Несмотря на плохое качество первача
Ночью Борману спалось плохо. Мешали комары, фуражка и подтяжки, противно булькало в животе. Около часа ночи партайгеноссе встал, обул сапоги, взял кувшин с молоком и, побулькивая, переместил его содержимое себе в живот. Стало немного легче, но противное пищание наглых толстых комаров выводило Бормана из себя. Он вытер испачканный рот и попытался уснуть. Борман страдал от бессонницы и применял противовоздушную артиллерию около тридцати минут, а затем вскочил и решил идти жаловаться Штирлицу. Русский разведчик уж непременно спас бы его от этих наглых тварей каким-нибудь шпионским способом. Борман одел мундир, с которым не расставался с начала тридцать девятого года и вышел в сени. Противная кочерга, неосмотрительно брошенная Борманом вечером, как живая, подпрыгнула и совсем уже по-человечески врезала рейхсляйтеру по лбу. Партайгеноссе ойкнул и, завывая, схватился за ушибленное место. Крупная шишка набухала на глазах, точнее, на лбу. Борман морщился и понемножку копил злобность. Ярость кипела в нем, и он уже готовил множество пакостей, от которых должны были страдать жители деревни Замухлюевка. Осторожно, чтобы не наступить еще на что-нибудь прыгающе-дерущееся, Борман на ощупь выбрался из дома и, прислушиваясь к равнодушным воплям петухов, направился к Штирлицу.

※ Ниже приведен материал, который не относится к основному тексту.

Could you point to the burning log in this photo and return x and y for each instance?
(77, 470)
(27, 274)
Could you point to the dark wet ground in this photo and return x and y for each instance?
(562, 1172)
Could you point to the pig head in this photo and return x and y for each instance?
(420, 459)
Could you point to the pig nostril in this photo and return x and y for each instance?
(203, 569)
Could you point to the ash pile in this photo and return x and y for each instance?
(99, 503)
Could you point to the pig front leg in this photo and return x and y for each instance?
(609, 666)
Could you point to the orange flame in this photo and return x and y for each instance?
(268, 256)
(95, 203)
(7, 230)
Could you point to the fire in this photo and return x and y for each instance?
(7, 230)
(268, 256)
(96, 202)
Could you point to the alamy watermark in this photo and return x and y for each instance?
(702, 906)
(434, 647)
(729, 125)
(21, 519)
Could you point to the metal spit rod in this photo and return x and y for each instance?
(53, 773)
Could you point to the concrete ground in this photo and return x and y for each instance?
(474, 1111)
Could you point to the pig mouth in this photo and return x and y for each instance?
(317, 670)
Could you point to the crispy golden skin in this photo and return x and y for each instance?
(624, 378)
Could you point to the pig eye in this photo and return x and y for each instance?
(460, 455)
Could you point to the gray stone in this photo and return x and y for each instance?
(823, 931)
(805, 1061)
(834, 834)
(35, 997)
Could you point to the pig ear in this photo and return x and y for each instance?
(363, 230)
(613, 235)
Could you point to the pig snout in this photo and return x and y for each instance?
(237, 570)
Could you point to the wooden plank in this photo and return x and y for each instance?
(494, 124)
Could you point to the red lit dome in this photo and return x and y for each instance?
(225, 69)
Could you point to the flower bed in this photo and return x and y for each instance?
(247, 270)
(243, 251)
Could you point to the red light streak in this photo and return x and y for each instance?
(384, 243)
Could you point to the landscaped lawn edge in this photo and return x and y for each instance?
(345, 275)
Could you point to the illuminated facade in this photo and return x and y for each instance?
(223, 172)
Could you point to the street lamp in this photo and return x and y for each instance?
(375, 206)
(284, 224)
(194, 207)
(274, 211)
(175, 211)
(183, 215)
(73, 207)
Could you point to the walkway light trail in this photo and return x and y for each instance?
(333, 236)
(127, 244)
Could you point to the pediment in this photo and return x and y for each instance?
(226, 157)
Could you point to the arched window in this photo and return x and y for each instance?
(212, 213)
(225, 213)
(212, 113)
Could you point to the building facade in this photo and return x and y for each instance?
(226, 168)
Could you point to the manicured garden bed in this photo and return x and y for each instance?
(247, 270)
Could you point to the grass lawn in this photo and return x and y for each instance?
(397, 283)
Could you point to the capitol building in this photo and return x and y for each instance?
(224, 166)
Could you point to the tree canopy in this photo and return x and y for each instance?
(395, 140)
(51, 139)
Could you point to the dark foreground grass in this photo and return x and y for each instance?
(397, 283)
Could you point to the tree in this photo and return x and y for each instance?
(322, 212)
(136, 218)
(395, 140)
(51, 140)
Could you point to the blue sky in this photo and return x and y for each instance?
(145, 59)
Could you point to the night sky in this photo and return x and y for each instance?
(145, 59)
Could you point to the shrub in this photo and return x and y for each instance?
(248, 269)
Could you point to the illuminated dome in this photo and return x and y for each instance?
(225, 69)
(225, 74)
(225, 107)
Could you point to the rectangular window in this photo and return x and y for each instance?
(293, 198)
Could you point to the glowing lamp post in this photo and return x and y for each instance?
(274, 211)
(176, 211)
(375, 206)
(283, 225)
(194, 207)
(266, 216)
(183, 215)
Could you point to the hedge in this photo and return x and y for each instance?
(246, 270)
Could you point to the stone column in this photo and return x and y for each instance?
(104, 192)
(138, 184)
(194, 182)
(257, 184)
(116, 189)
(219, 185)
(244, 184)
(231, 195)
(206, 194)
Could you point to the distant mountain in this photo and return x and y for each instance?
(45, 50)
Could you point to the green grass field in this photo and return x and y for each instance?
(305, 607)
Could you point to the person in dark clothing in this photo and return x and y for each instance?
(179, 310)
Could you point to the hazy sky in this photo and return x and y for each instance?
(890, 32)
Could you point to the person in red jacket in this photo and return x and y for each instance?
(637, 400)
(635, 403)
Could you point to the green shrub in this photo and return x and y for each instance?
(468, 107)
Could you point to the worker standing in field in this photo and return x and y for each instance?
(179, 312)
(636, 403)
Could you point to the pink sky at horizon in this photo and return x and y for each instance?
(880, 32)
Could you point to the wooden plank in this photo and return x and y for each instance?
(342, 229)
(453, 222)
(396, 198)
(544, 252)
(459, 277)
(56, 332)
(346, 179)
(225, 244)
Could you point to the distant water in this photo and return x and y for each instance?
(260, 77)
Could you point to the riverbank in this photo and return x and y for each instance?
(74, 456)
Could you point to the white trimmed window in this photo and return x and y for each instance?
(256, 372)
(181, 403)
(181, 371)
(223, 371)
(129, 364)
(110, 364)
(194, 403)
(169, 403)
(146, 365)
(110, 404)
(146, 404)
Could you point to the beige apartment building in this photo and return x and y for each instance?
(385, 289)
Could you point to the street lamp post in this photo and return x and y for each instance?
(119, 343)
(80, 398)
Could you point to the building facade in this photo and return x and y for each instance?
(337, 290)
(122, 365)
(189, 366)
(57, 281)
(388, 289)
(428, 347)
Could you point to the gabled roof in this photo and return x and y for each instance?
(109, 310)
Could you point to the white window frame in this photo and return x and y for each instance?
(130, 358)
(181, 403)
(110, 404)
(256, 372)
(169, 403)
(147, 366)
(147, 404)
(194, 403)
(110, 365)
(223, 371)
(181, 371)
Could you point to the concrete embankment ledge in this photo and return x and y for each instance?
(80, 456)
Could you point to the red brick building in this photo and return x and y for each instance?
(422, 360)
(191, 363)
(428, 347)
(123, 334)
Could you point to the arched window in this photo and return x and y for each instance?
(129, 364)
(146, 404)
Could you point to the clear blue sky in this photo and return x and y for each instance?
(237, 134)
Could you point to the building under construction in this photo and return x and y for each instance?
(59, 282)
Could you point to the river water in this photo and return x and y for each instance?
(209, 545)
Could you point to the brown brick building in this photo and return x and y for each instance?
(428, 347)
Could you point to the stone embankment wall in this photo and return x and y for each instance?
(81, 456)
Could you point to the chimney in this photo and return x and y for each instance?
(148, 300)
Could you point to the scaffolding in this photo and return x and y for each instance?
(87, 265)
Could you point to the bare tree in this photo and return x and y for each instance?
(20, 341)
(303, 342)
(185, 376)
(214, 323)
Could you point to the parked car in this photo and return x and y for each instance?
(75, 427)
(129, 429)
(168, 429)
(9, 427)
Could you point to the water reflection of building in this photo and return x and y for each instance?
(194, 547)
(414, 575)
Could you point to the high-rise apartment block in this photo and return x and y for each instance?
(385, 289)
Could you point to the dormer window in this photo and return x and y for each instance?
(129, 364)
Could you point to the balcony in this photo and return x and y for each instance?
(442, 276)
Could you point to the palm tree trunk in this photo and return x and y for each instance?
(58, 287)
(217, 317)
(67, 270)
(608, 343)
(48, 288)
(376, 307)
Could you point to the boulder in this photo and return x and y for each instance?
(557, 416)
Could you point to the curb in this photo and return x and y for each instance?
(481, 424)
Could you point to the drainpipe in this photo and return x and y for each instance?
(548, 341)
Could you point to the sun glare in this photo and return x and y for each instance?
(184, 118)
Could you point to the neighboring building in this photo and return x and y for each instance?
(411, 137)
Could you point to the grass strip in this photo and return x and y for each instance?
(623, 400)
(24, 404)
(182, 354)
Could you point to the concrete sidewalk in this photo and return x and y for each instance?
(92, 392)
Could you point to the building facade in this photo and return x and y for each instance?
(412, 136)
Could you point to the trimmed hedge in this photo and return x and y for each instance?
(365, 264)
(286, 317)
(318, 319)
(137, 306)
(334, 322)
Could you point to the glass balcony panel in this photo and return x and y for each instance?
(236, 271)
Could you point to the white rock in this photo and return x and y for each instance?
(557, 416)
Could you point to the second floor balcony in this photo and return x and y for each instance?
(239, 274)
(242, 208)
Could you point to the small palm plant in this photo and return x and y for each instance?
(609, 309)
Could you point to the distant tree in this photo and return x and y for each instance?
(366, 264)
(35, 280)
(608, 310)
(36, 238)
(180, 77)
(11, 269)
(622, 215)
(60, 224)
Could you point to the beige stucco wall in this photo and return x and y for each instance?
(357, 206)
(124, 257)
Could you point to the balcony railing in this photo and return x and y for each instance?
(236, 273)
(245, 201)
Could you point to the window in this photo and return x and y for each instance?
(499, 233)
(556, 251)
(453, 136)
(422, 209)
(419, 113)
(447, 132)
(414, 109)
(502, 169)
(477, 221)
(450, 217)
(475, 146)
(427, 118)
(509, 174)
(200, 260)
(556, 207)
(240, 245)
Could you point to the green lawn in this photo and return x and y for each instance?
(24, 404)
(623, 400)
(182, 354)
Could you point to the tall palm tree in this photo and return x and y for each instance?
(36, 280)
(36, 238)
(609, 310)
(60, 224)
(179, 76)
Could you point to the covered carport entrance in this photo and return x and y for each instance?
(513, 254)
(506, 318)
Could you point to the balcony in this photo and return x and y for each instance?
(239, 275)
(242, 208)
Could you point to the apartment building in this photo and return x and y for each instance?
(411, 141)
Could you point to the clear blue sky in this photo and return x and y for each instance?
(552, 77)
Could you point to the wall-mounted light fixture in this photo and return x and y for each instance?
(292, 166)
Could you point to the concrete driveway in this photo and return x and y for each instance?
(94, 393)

Проходя мимо покрытого тиной пруда, Борман услышал легкий шорох в кустах. На такие вещи партайгеноссе привык не обращать внимание - обычно предполагаемыми противниками в таких случаях становились кошки и куры, но сейчас там сидели звери покрупней. Услышав из кустов знакомое слово, которое Борман много раз слышал от Штирлица, партайгеноссе понял, что в кустах сидят люди, и, возможно, злые. Борман опустился на четвереньки и подполз поближе к кустам. Оперуполномоченные сидели весьма удрученные и ругались, кто первый будет хватать "объект". Одежда не сохла, стоградусный спирт кончился еще вчера.
" Что это за объект? " - с интересом подумал Борман.
Внезапно один из оперов разрешил его сомнения, бросив сапог партайгеноссе в лоб с воплем " Чертов Штирлиц! ". Борман поймал сапог и нахмурился. Зачем эти нехорошие люди хотят обидеть его любимого Штирлица? Ну, он им покажет...
Прежде всего партайгеноссе залез в сельмаг и стащил большой моток веревки. Булавки, кнопки и гвозди он взял там же. Еще нужна была небольшая лопата ( побольше совка, конечно ), так как Борман придумал новое развлечение: теперь несчастная жертва, попав в ловушку Бормана, проваливалась в глубокую яму и сидела там, ожидая спасителя. Рейхсляйтеру очень нравилась должность Любимого и Единственного спасителя. Впрочем, скрипя сердце, Борман решил, что этих злых людей он спасать не будет.